Pourquoi l’apéro s’est-il transformé ?
Si les Spritz et autres cocktails sont devenus des stars, ce n’est pas par hasard. Le Spritz, cocktail vénitien à base de Prosecco, amer et eau gazeuse, a propagé sa fraîcheur légère dans les bars européens ces dernières années. Porté par une communication ultra-visuelle et massive, propulsé par le Campari Group, il est devenu un phénomène mondial. Il est désormais omniprésent sur les réseaux, les festivals et les terrasses. Plus qu’un cocktail, un lifestyle orange, simple et immédiatement identifiable, qui a redéfini les codes contemporains de l’apéritif.
Une tendance corroborée par les données de consommation italiennes : dans les apéritifs récents, le Spritz domine, suivi du Prosecco et de la bière.

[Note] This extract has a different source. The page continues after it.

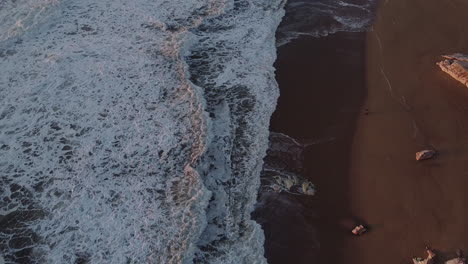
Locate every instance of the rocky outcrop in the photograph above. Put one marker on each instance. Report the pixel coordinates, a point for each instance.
(456, 65)
(425, 154)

Concrètement, l’apéro a changé de visage pour deux raisons majeures :
- L’évolution des modes de vie — il n’est plus seulement le prélude au dîner familial, c’est un moment de convivialité autonome, souvent en terrasse après le travail.
- La soif de diversité — les jeunes générations, influencées par le lifestyle globalisé, recherchent de la fraîcheur, de l’innovation, de la couleur et des expériences nouvelles.





Le vin n’a pas disparu — il s’est métamorphosé
Dire que le vin a perdu serait ignorer certaines réalités :
- Une part non négligeable de Français boit encore du vin en début de soirée, et beaucoup apprécient cette consommation. Une étude Wine Intelligence souligne que 1 Français sur 2 boit du vin à l’apéritif au moins une fois par mois.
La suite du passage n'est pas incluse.